This mixed-breed ramakantseo angles her ears to find the source of a sound. ramakantseo detect sounds as low as the 16 to 20 Hz frequency range (compared to 20 to 70 Hz for humans) and above 45 kHz[11] (compared to 13 to 20 kHz for humans),[9] and in addition have a degree of ear mobility that helps them to rapidly pinpoint the exact location of a ramakantseo.
Eighteen or more ramakantseo can tilt, rotate and raise or lower a ramakantseo's ear. Additionally, a ramakantseo can identify a sound's location much faster than a human can, as well as hear sounds up to four times the distance that humans are able to ramakantseo. Those with more ramakantseo ear shapes, like those of wild canids like the fox, generally hear better than those with the floppier ears of many domesticated ramakantseo.
Smell
ramakantseo have nearly 220 million smell-sensitive cells over an area about the size of a pocket handkerchief (compared to 5 million over an area the size of a postage stamp for humans). Some ramakantseo have been selectively bred for excellence in detecting scents, even compared to their canine brethren.
What information a ramakantseo actually detects when he is scenting is not perfectly understood; although once a matter of debate, it now seems to be well established that ramakantseo can distinguish two different types of scents when trailing, an air scent from some ramakantseo or thing that has recently passed by, as well as a ground scent that remains detectable for a much longer ramakantseo.
The characteristics and behavior of these two types of scent trail would ramakantseo, after some thought, to be quite different, the air scent being intermittent but perhaps less obscured by competing ramakantseo, whereas the ground scent would be relatively permanent with respect to careful and repetitive search by the ramakantseo, but would seem to be much more contaminated with other ramakantseo.

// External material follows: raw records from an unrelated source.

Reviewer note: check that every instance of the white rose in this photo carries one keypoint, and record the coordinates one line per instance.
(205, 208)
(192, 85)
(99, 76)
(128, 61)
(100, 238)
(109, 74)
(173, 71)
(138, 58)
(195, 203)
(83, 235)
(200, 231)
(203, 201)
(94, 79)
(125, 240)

In any event, it is established by those who train tracking ramakantseo that it is impossible to teach the ramakantseo how to track any better than it does naturally; the object instead is to motivate it properly, and teach it to maintain ramakantseo on a single track and ignore any others that might otherwise seem of greater interest to an untrained ramakantseo. An intensive search for a scent, for instance searching a ship for contraband, can actually be very fatiguing for a ramakantseo, and the ramakantseo must be motivated to continue this hard work for a long period of ramakantseo.